Showing 1-5 of 5 entries
4 people found this review helpful
1,105.0 hrs on record
I did almost everything there was to do in this game to distract myself from the void in my life that well adjusted adults fill with family, socializing, and constructive hobbies. At the end of the 1000 hours I began to contemplate what to do next. Start a new character like many of the other Ark players in the private server I joined have done? Start playing a different game? It led me to this existential crisis you see before you. This is a game review, though.

The first objective of Ark is to find a friendly private server community that you enjoy or setup a local instance if you want to play alone. This is because the official servers are so broken they are impossible to play on, especially if you're new. On official, if you manage to stay connected for more than 30 minutes you will enjoy lag spikes in the 10s of seconds every couple minutes and constant rubber-banding; and good luck finding a place to build. Every location on the map either has a base, or posts to prevent you from building in the area. If you manage to stay alive for a couple hours someone will find a way to grief your ♥♥♥♥ and/or kill you. Yes, even on PVE. If you manage to avoid all THAT you probably have someone helping you, but if not you will meet the obscene grind of the default game. You're an insane person if you're still continuing alone on official at this point: godspeed.

So you've played a bit solo to get the hang of the controls and gameplay, gave official servers a shot, and decided on a private server to join. The second objective of Ark is to install all of the mods that your server uses and try to get the game running. This multi-hour process will be quite a hurdle for the less technically inclined. Make sure to do lots of very thorough googling before asking anyone on the discord for help or learn to live with the shame of the snarky veterans' ridicule. To be fair, this is true of most niche communities on the internet.

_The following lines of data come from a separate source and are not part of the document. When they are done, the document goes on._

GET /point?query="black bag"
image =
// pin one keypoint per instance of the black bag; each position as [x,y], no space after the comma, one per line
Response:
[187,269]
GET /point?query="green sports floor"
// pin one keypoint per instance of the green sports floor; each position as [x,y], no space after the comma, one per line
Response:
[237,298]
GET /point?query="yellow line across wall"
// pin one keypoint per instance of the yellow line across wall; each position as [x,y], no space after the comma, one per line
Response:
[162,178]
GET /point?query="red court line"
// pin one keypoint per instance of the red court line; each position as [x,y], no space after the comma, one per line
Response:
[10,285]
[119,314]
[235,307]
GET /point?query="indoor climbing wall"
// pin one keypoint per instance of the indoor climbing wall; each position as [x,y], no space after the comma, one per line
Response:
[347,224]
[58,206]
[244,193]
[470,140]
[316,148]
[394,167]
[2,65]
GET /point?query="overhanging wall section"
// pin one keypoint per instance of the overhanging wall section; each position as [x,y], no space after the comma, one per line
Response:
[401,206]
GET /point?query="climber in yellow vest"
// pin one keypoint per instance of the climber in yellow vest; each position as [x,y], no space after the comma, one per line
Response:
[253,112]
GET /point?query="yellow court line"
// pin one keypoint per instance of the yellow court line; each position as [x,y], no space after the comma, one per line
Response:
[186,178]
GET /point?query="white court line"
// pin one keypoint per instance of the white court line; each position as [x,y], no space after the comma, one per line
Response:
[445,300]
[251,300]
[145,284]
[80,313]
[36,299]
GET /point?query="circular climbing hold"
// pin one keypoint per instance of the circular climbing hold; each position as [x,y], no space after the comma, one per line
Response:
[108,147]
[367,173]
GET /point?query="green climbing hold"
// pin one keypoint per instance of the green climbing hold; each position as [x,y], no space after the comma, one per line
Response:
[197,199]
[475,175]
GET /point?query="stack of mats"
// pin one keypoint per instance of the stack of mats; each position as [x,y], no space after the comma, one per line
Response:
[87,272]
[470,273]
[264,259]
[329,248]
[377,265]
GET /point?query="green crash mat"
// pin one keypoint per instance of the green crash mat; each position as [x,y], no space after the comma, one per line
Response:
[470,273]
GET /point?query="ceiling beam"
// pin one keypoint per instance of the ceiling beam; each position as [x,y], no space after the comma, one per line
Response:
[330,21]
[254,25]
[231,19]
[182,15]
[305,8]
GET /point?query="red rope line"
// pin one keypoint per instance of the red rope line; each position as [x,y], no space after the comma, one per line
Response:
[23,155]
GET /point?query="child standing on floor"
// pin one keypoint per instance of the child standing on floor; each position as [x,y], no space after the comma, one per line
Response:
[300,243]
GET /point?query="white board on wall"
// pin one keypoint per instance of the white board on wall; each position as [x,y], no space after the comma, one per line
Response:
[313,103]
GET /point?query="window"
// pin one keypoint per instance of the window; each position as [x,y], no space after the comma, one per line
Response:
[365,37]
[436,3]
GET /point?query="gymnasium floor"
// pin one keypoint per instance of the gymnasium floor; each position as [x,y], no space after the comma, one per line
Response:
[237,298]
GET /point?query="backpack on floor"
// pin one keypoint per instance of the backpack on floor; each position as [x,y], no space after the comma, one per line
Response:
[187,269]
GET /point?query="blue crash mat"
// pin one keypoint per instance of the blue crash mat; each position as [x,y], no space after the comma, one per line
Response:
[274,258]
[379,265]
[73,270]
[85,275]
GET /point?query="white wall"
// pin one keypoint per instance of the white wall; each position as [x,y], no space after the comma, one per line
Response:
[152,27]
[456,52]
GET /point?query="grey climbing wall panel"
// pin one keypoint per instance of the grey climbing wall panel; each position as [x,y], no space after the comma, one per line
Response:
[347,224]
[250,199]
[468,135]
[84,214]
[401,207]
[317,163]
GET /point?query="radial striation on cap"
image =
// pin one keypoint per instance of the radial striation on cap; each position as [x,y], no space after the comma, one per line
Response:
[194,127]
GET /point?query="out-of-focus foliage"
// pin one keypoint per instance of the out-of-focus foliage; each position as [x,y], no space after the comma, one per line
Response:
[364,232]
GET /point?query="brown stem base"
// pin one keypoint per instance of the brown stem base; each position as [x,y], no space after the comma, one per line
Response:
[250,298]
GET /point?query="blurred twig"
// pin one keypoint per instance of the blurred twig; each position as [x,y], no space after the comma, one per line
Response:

The third objective of Ark is to play the content. HELL yeah. ♥♥♥♥ yeah, dude. Got those mods installed. Now it's time to play a survival mmo dinosaur simulator. This is when the game itself finally gets to disrespect your time directly. No technological middle-men here: just the grind. Like many survival games you're dropped on an island in your skivvies and have to find food, water, and materials for crafting and shelter. This is pretty straightforward early game stuff, not that there isn't a steep learning curve. You will want a tab or seven open at all times for wikis, breeding calculators, and google searching. If you have end-game goals in mind, prepare to drudge through hundreds of hours of gathering food, hunting, trapping, breeding, building and protecting your base, ect.

This is where it hooks me, though. Seeing the levels increase (however slowly), the gacha pulls of breeding for stats or colors, finding a dino with the perfect stats and trapping it, hell even trying to understand some of the mechanics of the game by looking them up because they're poorly explained in the game itself: all of this releases tiny little microdoses of dopamine to my brain and those like mine. It's fun at first but eventually you realize everything takes WAY longer than it needs to. Luckily you can fix this in settings and with mods, right? The server I joined had 3x tame speed, 3x XP, 2x material harvesting, 50% mating interval, 10x maturation speed, 10x egg hatching speed, 85% egg laying interval, 85% food and water drain, 150% cuddle grace period, 50% cuddle interval, along with other mods that add items to GREATLY reduce the grind. Despite all this it still takes tens of hours before you can tackle a cave and at least a hundred before you can tackle a proper boss. I won't go too deep into each individual grind, but see all those rates and intervals I listed? Each one is designed to waste your time in a unique way while giving that little drip of dopamine juuust to keep you engaged and on the treadmill. Some servers (like the one I joined) have additional items you can purchase for real money to even further reduce or eliminate tame times, give stats, equipment or dinos, or change your dinos colors. The color thing may sound trivial but you could spend hours trying to breed a dino with the stats and colors you want which would take days in real time due to mating and hatching timers.

"Why not just adjust the numbers further?" you ask. Well, one legitimate reason is that it encourages cooperation. I mostly did my own thing relative to other players, but trading definitely made a lot of things much less time consuming. The other, darker, insidious reason is that the mods of your server hate how easy the game is for you and detest your nerve to complain. Just who the ♥♥♥♥ do you think you are? Back when Ark came out they dealt with default timers, lack of many QoL mods, way more bugs, all manner of ♥♥♥♥ design and those sickos loved every second of hating it so much. So much that their blackened hearts can hardly bare to see you fly a Desmodus in a cave, so they inflict as much suffering as they can whilst still managing to play on the same servers; but they've been through hell. A 20min tame at 3x tame speed is baby stuff compared to waiting an hour for a brontosaurus that will die to a glitch on the way home. I can't say I blame them, honestly. It's hard stop perpetuating a cycle of violence, but hopefully it will run out of steam when <copium>Ark 2 comes out and it's perfected the formula: just the right amount of grind, has goated QoL features, and no bugs at all </copium>.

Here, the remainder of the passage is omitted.